Can an infection get stuck up in the hoof wall and healed over to create an abcess of infection enclosed in the sidewall? Does that make sence? The outer hoof wall is bulging yet it still feels strong and no sings of a soft spot. I'm tempted to drill a small hole in the side wall and see if there is a pocket of disease in there...but I don't want to open something up to create a place for an infection...we still have lots of mud here. Any suggestions? Wait and watch? It has been a month.


----------



## sanhestar (Dec 10, 2008)

Hi,

I would cut open and take a look.


----------



## imported_Rebecca (Dec 15, 2008)

So, how much biotin and zinc are you feeding? I've got a bad case of rot going again this year on one of my boys. He seems to be a cronic case with his white hooves and I've tried everything on him short of locking him up in a dry stall for the winter. I read on a horse site that MSM actually helps the hoof growth, has anyone tried that?


----------



## sanhestar (Dec 10, 2008)

Hi,

I'm using a horse product. One tablet is enough for a grown horse and contains 2.400.000 mcg (microgram) Biotin and 9.000 mgr (milligram) Zink.

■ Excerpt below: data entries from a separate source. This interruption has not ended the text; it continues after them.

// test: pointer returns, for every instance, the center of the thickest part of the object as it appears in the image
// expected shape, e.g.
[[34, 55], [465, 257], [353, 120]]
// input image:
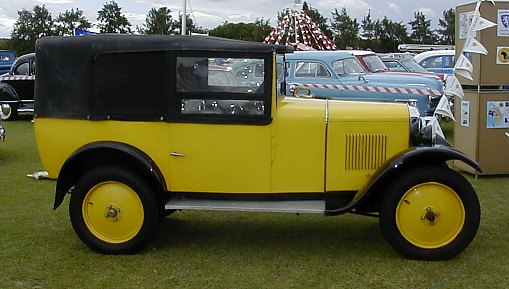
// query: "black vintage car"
[[17, 88]]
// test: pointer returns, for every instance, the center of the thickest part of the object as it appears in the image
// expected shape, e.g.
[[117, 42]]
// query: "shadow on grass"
[[266, 233]]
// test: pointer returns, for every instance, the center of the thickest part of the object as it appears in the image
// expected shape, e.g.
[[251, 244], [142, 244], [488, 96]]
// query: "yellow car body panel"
[[220, 158], [299, 146], [361, 138], [149, 137]]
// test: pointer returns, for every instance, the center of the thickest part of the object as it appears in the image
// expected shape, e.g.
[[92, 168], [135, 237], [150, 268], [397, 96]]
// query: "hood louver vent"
[[365, 151]]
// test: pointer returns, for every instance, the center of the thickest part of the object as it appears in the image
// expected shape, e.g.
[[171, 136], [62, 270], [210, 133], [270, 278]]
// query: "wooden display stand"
[[482, 117]]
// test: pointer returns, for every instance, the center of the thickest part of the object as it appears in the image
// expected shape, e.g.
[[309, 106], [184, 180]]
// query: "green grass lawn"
[[39, 249]]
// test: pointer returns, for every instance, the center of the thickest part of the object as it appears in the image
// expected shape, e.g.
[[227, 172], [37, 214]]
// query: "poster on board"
[[502, 55], [465, 113], [503, 23], [497, 114], [465, 20]]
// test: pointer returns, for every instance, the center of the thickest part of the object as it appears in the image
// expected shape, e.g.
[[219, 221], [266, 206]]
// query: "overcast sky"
[[211, 13]]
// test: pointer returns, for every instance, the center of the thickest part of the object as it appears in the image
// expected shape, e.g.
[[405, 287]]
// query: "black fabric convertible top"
[[110, 43], [128, 77]]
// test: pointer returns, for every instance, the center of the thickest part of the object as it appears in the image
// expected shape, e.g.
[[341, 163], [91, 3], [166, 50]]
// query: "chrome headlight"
[[426, 131]]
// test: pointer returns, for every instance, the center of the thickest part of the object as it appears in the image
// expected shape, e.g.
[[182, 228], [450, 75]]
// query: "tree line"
[[381, 35]]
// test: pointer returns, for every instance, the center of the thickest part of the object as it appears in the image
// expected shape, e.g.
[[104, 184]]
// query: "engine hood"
[[357, 111]]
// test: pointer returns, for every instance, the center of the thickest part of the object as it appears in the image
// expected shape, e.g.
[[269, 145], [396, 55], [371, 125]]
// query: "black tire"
[[430, 213], [9, 111], [114, 211]]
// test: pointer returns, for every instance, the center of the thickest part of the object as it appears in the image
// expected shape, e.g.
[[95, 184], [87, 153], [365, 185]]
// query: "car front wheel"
[[430, 213], [114, 211]]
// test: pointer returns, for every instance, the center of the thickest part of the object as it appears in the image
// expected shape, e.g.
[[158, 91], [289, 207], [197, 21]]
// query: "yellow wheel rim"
[[113, 212], [430, 215]]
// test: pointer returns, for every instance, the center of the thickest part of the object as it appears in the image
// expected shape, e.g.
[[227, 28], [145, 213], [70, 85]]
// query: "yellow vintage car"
[[135, 128]]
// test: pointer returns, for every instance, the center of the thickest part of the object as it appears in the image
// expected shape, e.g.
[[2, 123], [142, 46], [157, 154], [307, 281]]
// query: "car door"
[[23, 79], [221, 141]]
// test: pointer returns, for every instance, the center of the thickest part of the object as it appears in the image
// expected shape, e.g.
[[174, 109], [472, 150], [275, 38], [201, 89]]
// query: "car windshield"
[[374, 63], [347, 66], [412, 65]]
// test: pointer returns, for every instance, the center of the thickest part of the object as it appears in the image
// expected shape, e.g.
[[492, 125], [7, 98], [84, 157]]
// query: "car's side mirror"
[[302, 92]]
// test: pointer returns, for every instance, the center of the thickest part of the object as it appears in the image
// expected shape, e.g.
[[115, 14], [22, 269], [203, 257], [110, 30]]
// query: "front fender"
[[417, 156], [104, 153]]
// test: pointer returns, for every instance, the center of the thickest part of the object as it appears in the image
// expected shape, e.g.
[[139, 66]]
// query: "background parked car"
[[407, 65], [7, 58], [17, 87], [437, 61], [339, 75]]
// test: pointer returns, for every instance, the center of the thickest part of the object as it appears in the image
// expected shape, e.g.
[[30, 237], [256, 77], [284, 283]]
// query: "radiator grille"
[[365, 151]]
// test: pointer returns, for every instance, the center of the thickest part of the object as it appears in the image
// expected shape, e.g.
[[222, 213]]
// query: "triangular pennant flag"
[[474, 46], [443, 108], [464, 64], [435, 125], [453, 86], [465, 73], [479, 23]]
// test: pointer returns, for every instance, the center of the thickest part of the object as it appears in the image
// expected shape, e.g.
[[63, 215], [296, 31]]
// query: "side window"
[[221, 86], [311, 69], [394, 66], [347, 66], [432, 62], [449, 61], [22, 69]]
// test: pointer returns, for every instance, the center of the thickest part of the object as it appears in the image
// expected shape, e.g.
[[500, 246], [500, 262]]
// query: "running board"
[[307, 206]]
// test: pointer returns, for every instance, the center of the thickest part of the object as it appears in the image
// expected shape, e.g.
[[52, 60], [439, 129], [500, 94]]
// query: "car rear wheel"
[[430, 213], [9, 111], [114, 211]]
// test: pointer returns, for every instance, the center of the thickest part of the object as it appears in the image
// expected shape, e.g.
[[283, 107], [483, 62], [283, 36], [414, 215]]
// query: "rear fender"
[[8, 94], [105, 153]]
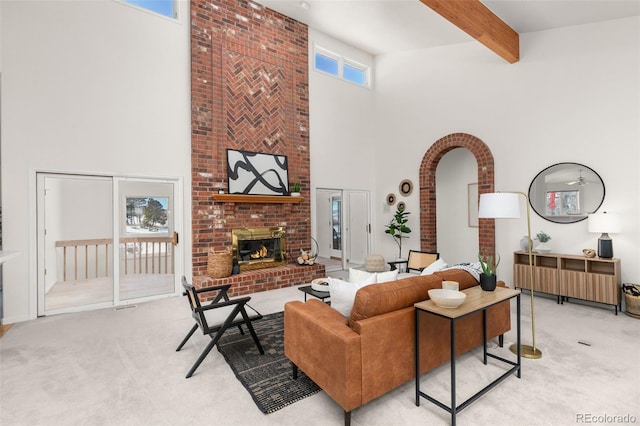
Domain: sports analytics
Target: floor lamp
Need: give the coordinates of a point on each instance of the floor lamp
(505, 205)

The average goat will get 1/8 of one tablet, problematic cases up to 1/4.

Also, I don't see any relevance to hoove color. The ones that have problems in my herd have black hooves.

MSM my help also as it contains sulfur which also facilitates keratin production. And you might also add DE (food grade) to his diet.

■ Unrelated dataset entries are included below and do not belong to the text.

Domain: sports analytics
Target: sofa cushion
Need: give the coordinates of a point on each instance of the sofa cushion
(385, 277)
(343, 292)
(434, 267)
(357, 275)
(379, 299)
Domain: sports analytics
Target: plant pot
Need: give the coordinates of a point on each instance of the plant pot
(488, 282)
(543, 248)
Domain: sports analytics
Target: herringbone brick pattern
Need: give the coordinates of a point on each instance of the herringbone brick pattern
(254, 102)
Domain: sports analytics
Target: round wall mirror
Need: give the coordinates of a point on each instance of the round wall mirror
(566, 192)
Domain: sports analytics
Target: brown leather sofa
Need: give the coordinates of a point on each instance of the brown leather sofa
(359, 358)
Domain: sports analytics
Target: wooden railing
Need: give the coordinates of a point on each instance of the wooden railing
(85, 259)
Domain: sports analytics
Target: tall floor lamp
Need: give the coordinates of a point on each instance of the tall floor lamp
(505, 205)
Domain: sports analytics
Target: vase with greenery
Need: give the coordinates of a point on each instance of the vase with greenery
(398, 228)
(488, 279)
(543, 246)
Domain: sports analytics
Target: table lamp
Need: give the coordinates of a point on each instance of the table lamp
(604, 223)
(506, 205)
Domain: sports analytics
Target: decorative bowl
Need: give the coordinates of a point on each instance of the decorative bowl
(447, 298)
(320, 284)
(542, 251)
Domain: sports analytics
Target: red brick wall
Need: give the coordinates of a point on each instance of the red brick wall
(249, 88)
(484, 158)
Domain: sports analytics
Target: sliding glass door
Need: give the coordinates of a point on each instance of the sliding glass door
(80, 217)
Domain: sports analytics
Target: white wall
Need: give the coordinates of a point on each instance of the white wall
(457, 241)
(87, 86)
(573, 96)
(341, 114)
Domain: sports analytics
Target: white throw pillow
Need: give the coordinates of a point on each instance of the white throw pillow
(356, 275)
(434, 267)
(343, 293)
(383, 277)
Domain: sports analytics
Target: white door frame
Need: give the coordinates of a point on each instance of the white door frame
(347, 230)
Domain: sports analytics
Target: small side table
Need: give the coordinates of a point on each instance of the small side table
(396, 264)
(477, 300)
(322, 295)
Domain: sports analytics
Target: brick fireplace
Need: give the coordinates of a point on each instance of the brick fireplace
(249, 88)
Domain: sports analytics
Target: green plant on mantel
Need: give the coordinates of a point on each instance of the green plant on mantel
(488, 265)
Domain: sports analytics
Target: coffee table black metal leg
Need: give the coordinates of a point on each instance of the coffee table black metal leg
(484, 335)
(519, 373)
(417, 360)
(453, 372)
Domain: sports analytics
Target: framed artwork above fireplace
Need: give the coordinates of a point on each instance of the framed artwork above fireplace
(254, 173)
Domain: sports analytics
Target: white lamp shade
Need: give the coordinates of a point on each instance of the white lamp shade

But with ever wet underground the chances of healing are slim, so maybe you should lock him up on dry ground for a longer period of time until the hooves are strong again. I would also try the homoeopathic remedies I mentioned earlier (they should be available in the US, too).


----------



## Hasligrove (Dec 10, 2008)

So I trimed up this guys hoofs and checked into that bulge on the side wall where the pocket of dirt used to be. It was solid. No pocket of infection inside. I rasped it down a bit. It was not completely healthy though. Normal side wall when trimed is bright white...this was thick and clear but hard like a side wall should be. Is this hoof scald? I might go get some Dr. Naylor Hoof N' Heel-11.2% Zinc Sulfate. Topical antibacterial for hoof & foot rot. I know I can get that at my local store. Or I have Dr. Naylor Blu-Kote Use for treatment of surface wounds, cuts, galls, hoof, foot and pad sores, chafes, abrasions, moist lesions, eczema and sores. Kills ringworm and fungus infections. Quickly dries up blisters and box-like scabby sores or lesions. Long acting and deep penetrating. 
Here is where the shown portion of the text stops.